Auch die Dachterrasse, der Skywalk, ist ab April geöffnet und bietet einen unverstellten weiten Blick über die Hauptstadt.
Das Futurium ist barrierefrei und auch für Menschen mit Hör-, Seh- und Lernbeeinträchtigungen ausgerichtet.
Mensch, Natur, Technik – Weltall, Erde, Mensch

Ein Themenschwerpunkt ist dem Thema Zukünfte der Demokratie gewidmet. Diese unsere Staatsform der Herrschaft des Volkes ist von der Idee her 2000 Jahre alt. Vieles hat sich seither verändert, auch die Vorstellung davon, was einen demokratischen Staat ausmacht. Wie kann sich die Demokratie in Zukunft weiterentwickeln? Wie können die Zukünfte der Demokratien aussehen? Welche Möglichkeiten der Beteiligung und Einflussnahme auf die Gesellschaft könnte es zukünftig geben. Wo wollen wir hin? Wichtige Fragen heute, Gedanken, können angeregt werden. Demokratie erhält sich eben nicht von selber, sie wird von den Menschen gemacht, von uns. Dabei kommt mir unwillkürlich eine Erinnerung. Jeder und jede, die in der DDR die Jugendweihe erlebt hat, bekam das Buch Weltall, Erde, Mensch – ein Sammelwerk zur Entwicklungsgeschichte von Natur und Gesellschaft vom Staat als Geschenk. Auch hier ging es um grundlegende Fragen, die damals die Ideologie des Staates bestimmten, der allerdings eine Diktatur war. Vielleicht lohnt es sich, das Buch zu suchen, wer es noch hat. Ich habe das Werk in meinen Bücherregalen gesucht und relativ schnell gefunden. Auch hier Überschriften: Die Deutsche Demokratische Republik und die Zeit, in der wir leben. Die Eroberung des Atoms. Der Aufbau des Weltalls. Die Erde. Was ist Leben? Die Welt der Organismen. Das Werden der menschlichen Gesellschaft. Die Klassengesellschaft. Dann Karl Marx, Friedrich Engels und Wladimir Iljitsch Lenin. Sozialistische Demokratie, Sozialistische Kulturrevolution und schließlich das Abschlusskapitel: Der Kommunismus – die Zukunft der Menschheit.

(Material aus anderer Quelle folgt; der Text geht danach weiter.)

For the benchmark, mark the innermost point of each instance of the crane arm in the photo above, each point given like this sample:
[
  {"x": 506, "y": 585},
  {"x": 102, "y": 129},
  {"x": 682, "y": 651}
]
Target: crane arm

Es ist anders gekommen. Zum Glück! Ich denke, ein wesentlicher Unterschied besteht darin, dass es in Diktaturen nur einen Weg, eine Wahrheit, eine vorgebliche Zukunft geben soll. Die Vielfältigkeit der Wirklichkeit des Lebens sieht anders aus.
Erinnern wir uns und schauen in die Zukunft. Auch dafür ist ein Besuch im Futurium anregend, informativ und kann das eigene Denken frei machen.